A subtly cryptic poet
Oliver Mtukudzi was an accomplished musical act.
His sophistry was delivered in a simplified manner, many Shona speaking Zimbabweans sang songs whose meanings they learnt years after their first listen.
As if he had foretold his own death, Tuku spent most of his time on Twitter in 2018 unpacking his lyrics.
He sang in the Korekore dialect which is a relatively complex branch of the Shona language, this made his music difficult to decipher.
But the melodies carried the music to the hearts of many even when there was partial understanding of the words which were being said.
A man we all knew
Zimbabweans have a penchant for engaging in humour even in the face of a tragedy.
After Tuku`s departure, someone remarked; “If you do not have a picture with Oliver Mtukudzi then you are not an important person in showbiz.”
Although the proclaimation was an overkill, it captured the crux of the man Tuku was.
He was the biggest artist in Zimbabwe across disciplines but was accessible.
Tuku would take pictures with fans every chance he got and this made him stand out.
Soon after his death, the timeline was flooded with images of people famous and unknown posting images with Samanyanga.
He was not merely a singer, a painter whose vivid images captured portraits of love, victory, death and other emotions that makes society what it is.
Even in person, his presence was powerful but rarely intimidating.
Musicians, spoke of how they tripped over each other running to the man for advice.
They cannot be blamed, for they were clever enough to understand how much of a fountain of wisdom he was.
At 66 albums, his rich discography spoke of a work ethic that sustained his place as a good example of the transformative nature of music as an art.
A king who lost his heir
Tuku had a son called Sam.

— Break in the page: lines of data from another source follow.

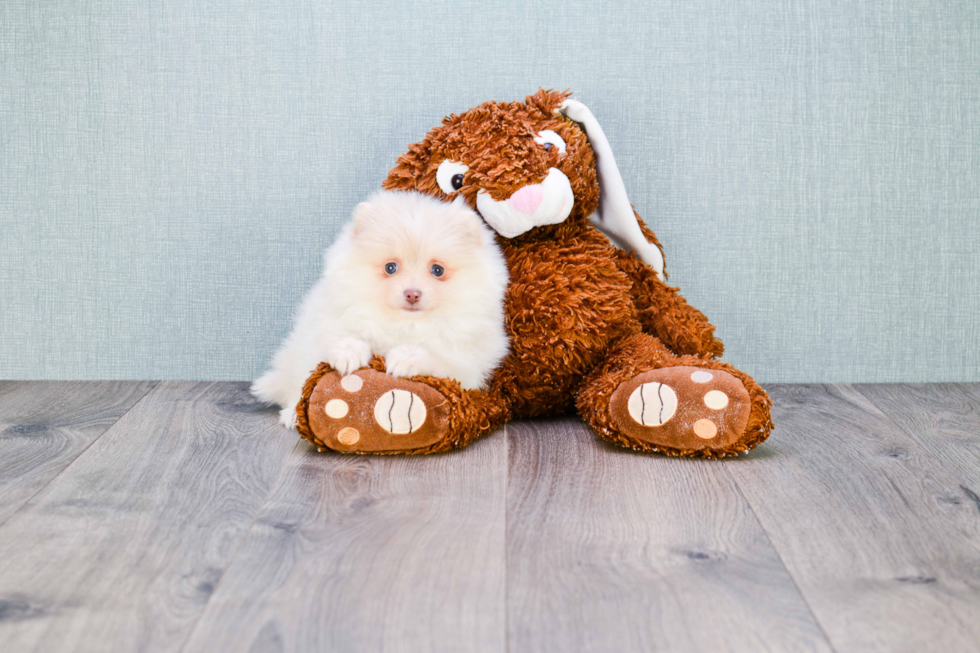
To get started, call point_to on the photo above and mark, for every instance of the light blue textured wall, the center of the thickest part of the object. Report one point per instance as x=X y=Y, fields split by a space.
x=170 y=171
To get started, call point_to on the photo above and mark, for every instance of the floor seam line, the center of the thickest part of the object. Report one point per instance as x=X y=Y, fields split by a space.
x=241 y=543
x=782 y=562
x=80 y=454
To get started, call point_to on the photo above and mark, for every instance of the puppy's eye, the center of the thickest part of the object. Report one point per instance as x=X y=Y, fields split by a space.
x=550 y=139
x=449 y=176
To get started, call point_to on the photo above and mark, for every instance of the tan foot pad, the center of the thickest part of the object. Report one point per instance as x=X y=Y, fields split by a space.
x=369 y=411
x=682 y=407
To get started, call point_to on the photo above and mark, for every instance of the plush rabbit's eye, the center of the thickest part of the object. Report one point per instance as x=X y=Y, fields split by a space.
x=550 y=139
x=449 y=176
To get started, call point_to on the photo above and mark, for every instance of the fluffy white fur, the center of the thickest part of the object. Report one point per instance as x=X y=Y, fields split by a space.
x=455 y=328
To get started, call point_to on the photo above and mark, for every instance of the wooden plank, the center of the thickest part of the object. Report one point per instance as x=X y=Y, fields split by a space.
x=611 y=550
x=121 y=551
x=858 y=511
x=367 y=553
x=45 y=425
x=944 y=418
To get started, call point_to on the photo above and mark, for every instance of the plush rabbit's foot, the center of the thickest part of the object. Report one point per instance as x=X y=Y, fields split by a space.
x=372 y=412
x=682 y=408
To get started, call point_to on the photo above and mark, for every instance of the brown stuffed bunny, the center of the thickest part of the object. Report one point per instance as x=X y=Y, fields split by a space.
x=593 y=327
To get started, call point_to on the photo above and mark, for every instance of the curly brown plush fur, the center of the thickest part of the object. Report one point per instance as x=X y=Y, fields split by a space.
x=583 y=316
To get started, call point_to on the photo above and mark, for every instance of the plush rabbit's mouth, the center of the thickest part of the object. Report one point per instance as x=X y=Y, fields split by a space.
x=534 y=205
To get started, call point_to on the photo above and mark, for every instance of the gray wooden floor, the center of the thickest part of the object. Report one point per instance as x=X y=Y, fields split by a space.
x=179 y=516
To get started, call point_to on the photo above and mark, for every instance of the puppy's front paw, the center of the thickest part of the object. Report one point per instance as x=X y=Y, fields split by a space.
x=348 y=354
x=287 y=417
x=409 y=360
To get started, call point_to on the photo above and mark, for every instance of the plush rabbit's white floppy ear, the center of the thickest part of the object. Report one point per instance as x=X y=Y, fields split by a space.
x=615 y=215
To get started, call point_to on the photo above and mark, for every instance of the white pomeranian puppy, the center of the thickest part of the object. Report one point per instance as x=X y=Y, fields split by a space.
x=418 y=281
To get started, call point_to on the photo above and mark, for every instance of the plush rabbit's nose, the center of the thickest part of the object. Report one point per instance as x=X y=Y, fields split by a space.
x=528 y=199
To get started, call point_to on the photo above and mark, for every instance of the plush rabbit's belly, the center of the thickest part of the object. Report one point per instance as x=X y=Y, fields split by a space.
x=566 y=304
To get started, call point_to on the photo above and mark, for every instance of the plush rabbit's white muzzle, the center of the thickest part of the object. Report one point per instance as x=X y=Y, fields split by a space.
x=534 y=205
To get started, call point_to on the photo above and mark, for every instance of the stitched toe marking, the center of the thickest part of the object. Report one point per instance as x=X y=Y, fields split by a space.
x=652 y=404
x=336 y=408
x=400 y=412
x=705 y=429
x=348 y=436
x=716 y=400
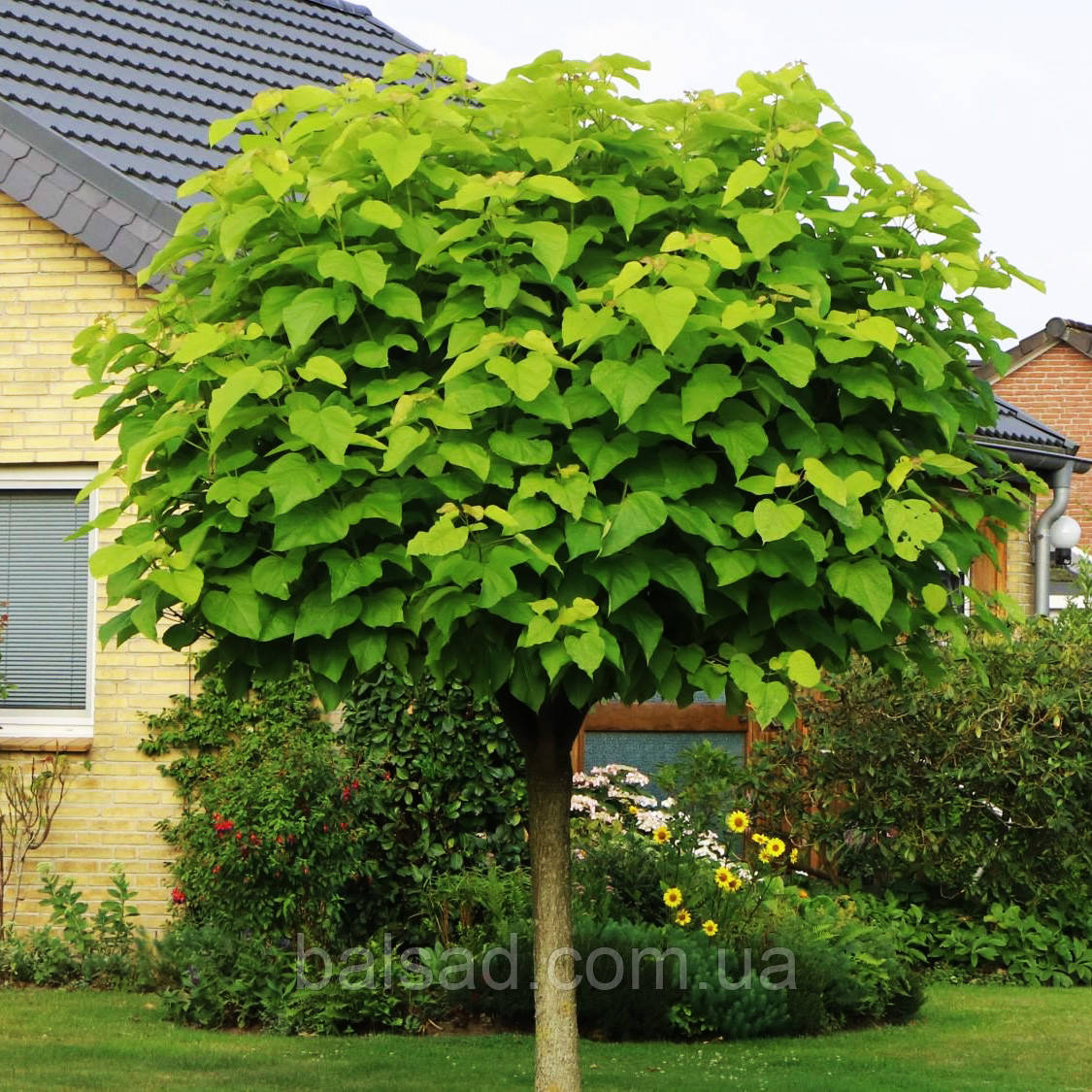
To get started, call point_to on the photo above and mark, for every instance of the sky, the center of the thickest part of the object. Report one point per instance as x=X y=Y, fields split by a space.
x=994 y=97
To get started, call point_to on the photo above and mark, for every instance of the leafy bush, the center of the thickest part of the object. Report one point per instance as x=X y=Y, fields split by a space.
x=1008 y=942
x=104 y=950
x=446 y=792
x=643 y=980
x=975 y=786
x=290 y=826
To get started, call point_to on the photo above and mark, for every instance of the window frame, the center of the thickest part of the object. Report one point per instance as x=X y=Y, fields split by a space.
x=22 y=728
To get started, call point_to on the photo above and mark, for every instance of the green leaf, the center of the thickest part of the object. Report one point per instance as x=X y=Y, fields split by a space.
x=183 y=584
x=237 y=224
x=775 y=520
x=662 y=312
x=826 y=481
x=202 y=341
x=331 y=429
x=366 y=270
x=398 y=156
x=237 y=612
x=238 y=385
x=553 y=185
x=399 y=302
x=319 y=616
x=867 y=583
x=768 y=700
x=526 y=378
x=586 y=649
x=627 y=385
x=731 y=565
x=763 y=232
x=639 y=514
x=294 y=480
x=865 y=534
x=323 y=368
x=935 y=597
x=745 y=177
x=911 y=524
x=549 y=244
x=793 y=363
x=520 y=450
x=442 y=539
x=802 y=670
x=307 y=313
x=472 y=456
x=707 y=387
x=382 y=609
x=877 y=329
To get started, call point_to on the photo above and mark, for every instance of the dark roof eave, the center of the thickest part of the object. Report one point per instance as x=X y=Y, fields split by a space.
x=84 y=197
x=1038 y=459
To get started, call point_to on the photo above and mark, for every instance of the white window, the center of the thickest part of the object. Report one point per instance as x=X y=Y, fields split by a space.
x=47 y=651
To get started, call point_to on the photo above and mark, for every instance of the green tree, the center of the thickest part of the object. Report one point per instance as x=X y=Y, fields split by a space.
x=557 y=392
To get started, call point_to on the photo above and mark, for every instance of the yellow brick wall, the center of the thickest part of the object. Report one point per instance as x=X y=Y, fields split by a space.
x=52 y=286
x=1020 y=575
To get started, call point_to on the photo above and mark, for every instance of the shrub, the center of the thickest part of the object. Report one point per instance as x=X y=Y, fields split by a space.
x=290 y=826
x=104 y=950
x=973 y=787
x=446 y=792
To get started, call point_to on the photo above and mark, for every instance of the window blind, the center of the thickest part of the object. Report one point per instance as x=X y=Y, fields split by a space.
x=44 y=579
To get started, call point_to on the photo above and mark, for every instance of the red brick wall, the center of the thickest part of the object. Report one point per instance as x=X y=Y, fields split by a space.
x=1056 y=387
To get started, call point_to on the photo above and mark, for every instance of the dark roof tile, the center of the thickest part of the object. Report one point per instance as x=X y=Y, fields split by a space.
x=137 y=85
x=110 y=103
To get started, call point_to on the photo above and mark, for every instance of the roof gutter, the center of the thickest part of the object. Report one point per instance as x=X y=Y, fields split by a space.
x=1041 y=539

Sam was musically gifted, he was a smoother and refined version of Oliver Mtukudzi.
Unfortunately, he died in 2010 in a car accident at 22.
Through his music, the elephant shed tears for his departed seed.

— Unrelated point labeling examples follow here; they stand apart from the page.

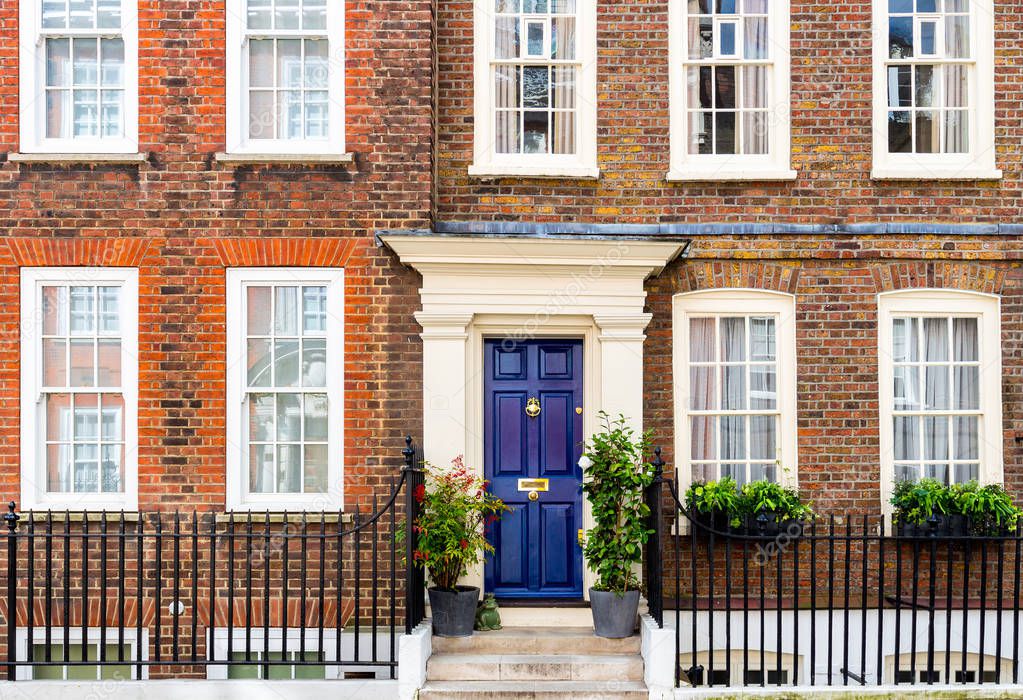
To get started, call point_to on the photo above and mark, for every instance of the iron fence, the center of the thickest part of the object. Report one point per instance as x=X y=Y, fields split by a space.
x=213 y=595
x=836 y=601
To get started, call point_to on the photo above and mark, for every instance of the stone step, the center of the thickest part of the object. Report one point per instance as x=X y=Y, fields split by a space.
x=534 y=667
x=547 y=690
x=548 y=641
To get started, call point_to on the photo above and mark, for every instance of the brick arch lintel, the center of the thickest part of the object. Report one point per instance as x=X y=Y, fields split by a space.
x=939 y=274
x=264 y=252
x=722 y=274
x=94 y=252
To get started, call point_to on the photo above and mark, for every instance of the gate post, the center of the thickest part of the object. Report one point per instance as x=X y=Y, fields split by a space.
x=11 y=519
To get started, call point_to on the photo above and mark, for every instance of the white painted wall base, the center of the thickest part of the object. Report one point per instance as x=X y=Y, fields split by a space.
x=413 y=652
x=658 y=648
x=198 y=690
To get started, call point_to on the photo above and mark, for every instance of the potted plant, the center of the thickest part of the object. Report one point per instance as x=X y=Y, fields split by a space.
x=617 y=470
x=714 y=504
x=449 y=537
x=988 y=510
x=781 y=507
x=917 y=502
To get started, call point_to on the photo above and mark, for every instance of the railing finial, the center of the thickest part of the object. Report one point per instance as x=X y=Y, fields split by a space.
x=409 y=451
x=10 y=517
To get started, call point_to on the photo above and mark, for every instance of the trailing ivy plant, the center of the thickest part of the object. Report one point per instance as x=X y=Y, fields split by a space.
x=617 y=469
x=990 y=511
x=916 y=501
x=767 y=496
x=708 y=497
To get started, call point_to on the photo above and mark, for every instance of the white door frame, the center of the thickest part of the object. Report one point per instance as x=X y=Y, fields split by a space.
x=476 y=288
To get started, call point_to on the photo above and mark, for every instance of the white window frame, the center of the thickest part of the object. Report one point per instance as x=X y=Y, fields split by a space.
x=32 y=62
x=237 y=88
x=776 y=163
x=75 y=637
x=744 y=302
x=276 y=639
x=943 y=303
x=486 y=162
x=34 y=493
x=238 y=496
x=979 y=163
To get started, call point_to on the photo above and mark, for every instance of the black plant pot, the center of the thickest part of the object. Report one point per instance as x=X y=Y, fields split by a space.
x=943 y=526
x=614 y=616
x=453 y=611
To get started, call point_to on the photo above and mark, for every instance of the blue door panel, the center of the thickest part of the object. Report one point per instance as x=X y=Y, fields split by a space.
x=537 y=553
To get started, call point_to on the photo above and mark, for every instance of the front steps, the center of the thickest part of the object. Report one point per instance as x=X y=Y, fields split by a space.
x=536 y=662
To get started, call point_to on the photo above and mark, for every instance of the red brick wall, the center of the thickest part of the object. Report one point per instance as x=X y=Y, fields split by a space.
x=831 y=133
x=179 y=216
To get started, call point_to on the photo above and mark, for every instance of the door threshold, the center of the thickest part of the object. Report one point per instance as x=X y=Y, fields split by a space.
x=542 y=603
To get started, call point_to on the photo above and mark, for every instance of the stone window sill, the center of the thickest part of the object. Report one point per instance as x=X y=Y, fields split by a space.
x=284 y=159
x=79 y=159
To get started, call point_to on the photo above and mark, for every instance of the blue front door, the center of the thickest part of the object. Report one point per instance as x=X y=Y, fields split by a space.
x=533 y=434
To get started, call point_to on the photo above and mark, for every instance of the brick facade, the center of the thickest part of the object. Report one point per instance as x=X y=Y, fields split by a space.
x=182 y=217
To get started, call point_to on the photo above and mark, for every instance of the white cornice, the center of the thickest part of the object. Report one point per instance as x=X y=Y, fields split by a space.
x=446 y=252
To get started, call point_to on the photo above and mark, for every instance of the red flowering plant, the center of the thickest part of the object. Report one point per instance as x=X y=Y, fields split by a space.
x=450 y=532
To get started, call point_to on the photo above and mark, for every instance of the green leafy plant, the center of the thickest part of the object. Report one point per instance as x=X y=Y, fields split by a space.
x=989 y=509
x=916 y=501
x=709 y=497
x=617 y=470
x=767 y=496
x=450 y=530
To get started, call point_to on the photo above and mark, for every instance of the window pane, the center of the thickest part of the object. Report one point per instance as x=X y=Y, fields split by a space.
x=261 y=412
x=83 y=368
x=315 y=469
x=967 y=387
x=109 y=363
x=763 y=438
x=732 y=437
x=109 y=309
x=732 y=339
x=288 y=469
x=906 y=437
x=54 y=362
x=112 y=68
x=258 y=310
x=286 y=363
x=259 y=374
x=936 y=394
x=703 y=440
x=288 y=418
x=966 y=438
x=702 y=340
x=58 y=62
x=936 y=437
x=702 y=388
x=314 y=362
x=261 y=62
x=261 y=469
x=316 y=418
x=763 y=387
x=314 y=309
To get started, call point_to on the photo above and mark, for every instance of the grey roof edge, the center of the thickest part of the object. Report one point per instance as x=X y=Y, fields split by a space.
x=688 y=230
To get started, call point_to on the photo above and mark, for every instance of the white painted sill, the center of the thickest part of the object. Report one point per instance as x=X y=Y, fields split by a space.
x=551 y=172
x=698 y=175
x=79 y=159
x=925 y=173
x=284 y=159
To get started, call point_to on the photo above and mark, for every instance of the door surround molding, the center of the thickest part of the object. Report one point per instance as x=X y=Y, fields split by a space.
x=476 y=288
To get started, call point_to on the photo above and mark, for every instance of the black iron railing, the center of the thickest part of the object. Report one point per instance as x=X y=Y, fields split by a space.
x=225 y=595
x=837 y=601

In songs like Ronga Dondo, he wore his heart on his sleeve and spoke honestly on the impact of his life.
Since Sam`s death, Tuku adopted multiple sons in the music industry.
His talent went beyond simply vocalising onto the microphone.
The muso has a talent identification ability, his Pakare Paye arts centre became a fortress where every visit would introduce one to a new undiscovered talent.
Names like Munya Mataruse, Munya Nyamarebvu, Mbeu, Mirella Maponde and many other emerging vocalists were nurtured under Tuku`s watchful eyes in Norton, about 40 kilometres west of Zimbabwe`s capital Harare where he had established an arts centre.
An inspiration even in death
Tuku`s death has inspired artists across all disciplines to produce tributary work celebrating his four decades plus in showbiz.
Zimbabwean and regional musicians have released songs and renditions in his honour.
Visual artists have also wetted their paintbrushes in celebration of a life well-lived.
Even the infamous Rasta, a funeral painter from South Africa, also insisted on a Tuku portrait even after multiple pleas by fans for him to let it slide.
As people continue to mourn, they will remember his conversations, those held in person and those held in song.
Sonically he was gifted but his greatest strength was dialogue, he spoke with a voice that represented people of different realities.